Le Défenseur des droits doit pouvoir s’exprimer sur l’atteinte portée aux droits des plus modestes du fait de l’exécution provisoire de droit.

Dalloz avocats | À quoi peuvent s’attendre les avocats et les justiciables, pour la suite de la réforme de la procédure civile ?

R. S. :
Déjà, nous maintenons notre recours au fond contre le décret. Le Conseil d’État statuera dans les prochains mois, à temps, je l’espère, avant que l’exécution provisoire de droit ne déploie tous ses effets néfastes. Dans cet intervalle, nous continuerons à discuter avec les bureaux de la Chancellerie pour qu’ils reviennent sur l’idée, sévèrement remise en cause par le juge des référés du Conseil d’État, d’une transmission obligatoire des numéros de téléphone portable des justiciables et des avocats. Ensuite, nous restons sur la ligne qui a toujours été la nôtre, au CNB comme dans nos syndicats d’avocats : les moyens de la justice, spécialement celle de première instance, sont largement insuffisants, et de ce fait la qualité des décisions de première instance est insuffisante. Ce n’est qu’après une « remise à niveau », pour s’approcher de la moyenne européenne (dont nous sommes malheureusement très loin) que nous pourrons envisager d’adhérer à l’exécution provisoire de droit, avec un régime qui, dans le détail, devra être amendé.
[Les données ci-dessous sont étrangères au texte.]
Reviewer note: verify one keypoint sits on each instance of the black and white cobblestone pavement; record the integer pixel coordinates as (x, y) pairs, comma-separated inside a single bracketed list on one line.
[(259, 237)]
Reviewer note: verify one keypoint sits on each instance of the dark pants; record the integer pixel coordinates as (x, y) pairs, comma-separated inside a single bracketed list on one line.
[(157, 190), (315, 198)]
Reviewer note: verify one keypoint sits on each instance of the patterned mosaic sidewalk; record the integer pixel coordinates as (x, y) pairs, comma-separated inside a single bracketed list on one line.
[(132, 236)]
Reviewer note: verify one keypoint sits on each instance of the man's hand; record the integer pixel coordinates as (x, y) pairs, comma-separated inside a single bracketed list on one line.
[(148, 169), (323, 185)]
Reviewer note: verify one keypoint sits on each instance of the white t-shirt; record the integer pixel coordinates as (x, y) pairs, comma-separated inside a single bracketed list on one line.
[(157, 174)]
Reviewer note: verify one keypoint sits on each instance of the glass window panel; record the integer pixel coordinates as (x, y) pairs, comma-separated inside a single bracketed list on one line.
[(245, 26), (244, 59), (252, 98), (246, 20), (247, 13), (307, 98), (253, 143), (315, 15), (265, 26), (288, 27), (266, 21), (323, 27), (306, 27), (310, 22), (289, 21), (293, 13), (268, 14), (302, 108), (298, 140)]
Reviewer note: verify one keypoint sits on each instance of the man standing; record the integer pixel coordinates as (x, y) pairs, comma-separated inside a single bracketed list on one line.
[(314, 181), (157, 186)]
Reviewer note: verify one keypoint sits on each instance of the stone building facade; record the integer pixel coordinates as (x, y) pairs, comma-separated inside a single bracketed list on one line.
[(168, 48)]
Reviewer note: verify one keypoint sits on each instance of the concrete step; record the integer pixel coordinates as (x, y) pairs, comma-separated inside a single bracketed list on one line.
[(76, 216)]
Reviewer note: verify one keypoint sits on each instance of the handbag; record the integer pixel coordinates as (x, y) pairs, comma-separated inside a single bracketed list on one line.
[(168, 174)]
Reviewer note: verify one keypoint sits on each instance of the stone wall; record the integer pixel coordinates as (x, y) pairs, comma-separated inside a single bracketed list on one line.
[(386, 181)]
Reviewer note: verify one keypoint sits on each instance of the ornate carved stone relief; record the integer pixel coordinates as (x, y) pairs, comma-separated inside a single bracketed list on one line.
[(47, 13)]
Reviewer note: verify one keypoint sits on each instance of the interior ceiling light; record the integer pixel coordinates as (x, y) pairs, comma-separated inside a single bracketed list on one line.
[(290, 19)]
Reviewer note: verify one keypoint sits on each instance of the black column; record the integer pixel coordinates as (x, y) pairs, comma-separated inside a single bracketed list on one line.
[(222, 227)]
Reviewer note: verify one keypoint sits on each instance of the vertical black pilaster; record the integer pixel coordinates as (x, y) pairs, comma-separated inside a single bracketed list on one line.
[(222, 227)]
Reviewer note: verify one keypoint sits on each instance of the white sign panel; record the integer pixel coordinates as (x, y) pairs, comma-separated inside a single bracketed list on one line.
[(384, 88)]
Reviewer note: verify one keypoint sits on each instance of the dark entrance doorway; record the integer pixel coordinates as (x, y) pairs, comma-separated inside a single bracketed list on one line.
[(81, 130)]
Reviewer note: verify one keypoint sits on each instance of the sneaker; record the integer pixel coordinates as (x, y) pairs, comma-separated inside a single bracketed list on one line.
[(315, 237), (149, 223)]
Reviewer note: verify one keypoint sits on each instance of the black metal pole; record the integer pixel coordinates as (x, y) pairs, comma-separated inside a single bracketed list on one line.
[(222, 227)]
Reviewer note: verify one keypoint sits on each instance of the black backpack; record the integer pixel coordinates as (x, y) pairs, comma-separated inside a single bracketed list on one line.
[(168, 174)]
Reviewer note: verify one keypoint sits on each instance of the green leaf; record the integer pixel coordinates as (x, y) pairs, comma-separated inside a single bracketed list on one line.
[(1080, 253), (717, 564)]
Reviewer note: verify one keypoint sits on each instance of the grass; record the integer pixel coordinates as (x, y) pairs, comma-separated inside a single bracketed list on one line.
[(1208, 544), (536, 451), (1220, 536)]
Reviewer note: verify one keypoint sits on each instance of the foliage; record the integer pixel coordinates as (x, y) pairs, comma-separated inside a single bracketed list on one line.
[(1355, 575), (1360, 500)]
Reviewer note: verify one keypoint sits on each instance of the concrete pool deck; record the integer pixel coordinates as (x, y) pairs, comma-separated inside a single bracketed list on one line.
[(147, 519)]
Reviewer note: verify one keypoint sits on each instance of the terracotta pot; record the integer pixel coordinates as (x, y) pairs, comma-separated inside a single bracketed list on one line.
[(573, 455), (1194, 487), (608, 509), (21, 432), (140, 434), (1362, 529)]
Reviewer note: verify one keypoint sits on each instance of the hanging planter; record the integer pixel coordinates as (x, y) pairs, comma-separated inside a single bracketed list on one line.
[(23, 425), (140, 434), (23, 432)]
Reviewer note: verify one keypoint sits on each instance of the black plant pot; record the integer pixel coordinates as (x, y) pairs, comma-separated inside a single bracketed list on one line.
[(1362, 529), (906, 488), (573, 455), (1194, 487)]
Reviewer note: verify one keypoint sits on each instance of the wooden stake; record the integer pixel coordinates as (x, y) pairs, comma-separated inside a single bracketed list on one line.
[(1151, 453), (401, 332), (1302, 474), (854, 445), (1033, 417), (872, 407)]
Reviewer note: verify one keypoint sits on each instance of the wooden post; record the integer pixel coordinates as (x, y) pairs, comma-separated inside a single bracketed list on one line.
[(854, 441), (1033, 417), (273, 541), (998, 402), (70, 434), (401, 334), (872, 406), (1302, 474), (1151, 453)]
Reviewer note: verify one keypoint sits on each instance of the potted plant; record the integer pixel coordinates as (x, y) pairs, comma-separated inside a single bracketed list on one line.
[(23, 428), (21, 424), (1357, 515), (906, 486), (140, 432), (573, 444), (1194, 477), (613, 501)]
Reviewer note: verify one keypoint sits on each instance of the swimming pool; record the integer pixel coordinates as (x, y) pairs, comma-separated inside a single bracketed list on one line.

Enfin, nous surveillons les velléités de réformer l’appel ou la cassation avant de renforcer la première instance : ici comme ailleurs, il existe un ordre logique de la réforme, qui ne peut être méconnu.

E. R. :
Et sur l’ensemble, nous allons saisir le Défenseur des droits, ainsi que la CNIL 4 . Le Défenseur des droits doit pouvoir s’exprimer sur l’atteinte portée aux droits des plus modestes du fait de l’exécution provisoire de droit : ce sont eux dont les appels seront découragés.

 


 

(1) Associations des avocats conseils d’entreprises, Confédération nationale des avocats et Fédération nationale des unions des jeunes avocats.

(2) Réseau privé virtuel des avocats.

(3) Bilan des réformes de la procédure d’appel en matière civile, commerciale et perspectives, rapport n o 049-19, juill. 2019.

(4) Commission nationale de l’informatique et des libertés.